That the country's merchandise trade deficit has reached an unprecedented high of $25.6 billion in June with imports exceeding exports is a cause of worry given its wider negative implications on country’s growth.

While the government has unleashed a slew of measures such as increasing import duty on gold, levying taxes and clamping restrictions on the export of petroleum products to reduce the trade deficit, the global headwinds including the prolonged Ukraine war and its resultant disruptions in global supply chain, leading to a dip in global growth can only further exacerbate the problem of the ballooning current account deficit.

Moreover, with the significant drop in country’s exports of engineering products, pharmaceuticals, yarn and plastics, suggesting weakening global demand, policy makers could hardly leverage exports to fuel economic growth.

The rupee’s weakening against the US dollar is an another area of concern. However, the prudence suggest the RBI to let the Indian rupee to slide and intervene only to smoothen out excess liquidity.

M Jeyaram

Sholavandan (TN)

Strengthening cooperatives

This refers to the article ‘Strengthening cooperatives’ (July 6). The writer has brought out the advantages available to cooperatives after central government extended support to the sector with the creation of a new ministry of cooperation.

The initiatives in speeding up computerisation at primary level and introduction of Government e-Marketplace-Special Purpose Vehicle (GeM-SPV) will go a long way in solving several technical and logistics issues now being faced by cooperatives at all levels.

Cooperatives on their part will have to do a lot of introspection and accept some self-discipline to reap benefits of the government measures.

While it would be too much to ask them to depoliticise their management, a move towards cleansing managements by arriving at a consensus and self-imposing regulatory discipline necessary for survival and growth are the need of the hour. There are models already in existence in States like Kerala to follow.

MG Warrier

Mumbai

Boris Johnson in a pickle

This refers to ‘UK Finance Minister, Health Secretary resign citing PM Johnson’s leadership’ (July 6). It sounds unbelievable to learn that both Rishi Sunak, UK Finance Minister, and Sajid Javid, Health Secretary, resigned on Tuesday.

Notably, Javid, relying on his good conscience, went on to claim that he had lost confidence in Johnson’s ability to govern in the national interest after a series of scandals.

It may be pertinent to point out that Defence Minister Rajnath Singh, recently called off his three-day visit over apprehensions that the planned engagements with some top functionaries in UK may not meet India’s expectations.

That apart, the twin key resignations show that all is not well within the Boris Johnson administration. It is also time Johnson carried out some self-introspection.

SK Gupta

New Delhi

Covid migration

This refers to to the article ‘Reverse migration could hurt urban economy’ (July 6). The impact of reverse migration during pandemic was severe on the urban economy since migrant workers returned home after a sudden loss of livelihoods. Being uncertain about the future and fear of death, some migrants reached their home by walk.

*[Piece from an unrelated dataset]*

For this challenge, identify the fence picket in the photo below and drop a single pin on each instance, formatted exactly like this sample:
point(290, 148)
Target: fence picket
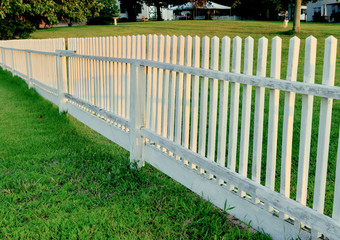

Their employers washed their hands off and closure of businesses led job lossses. The government had no concrete steps to retain them except providing a few Covid shelters and they were sent from pillar to post during pandemic and suffered untold miseries

Ration cards valid all over India will reduce reverse migration. Still the workers who returned home hesitate to return their work place given the security and safety provided by their villages.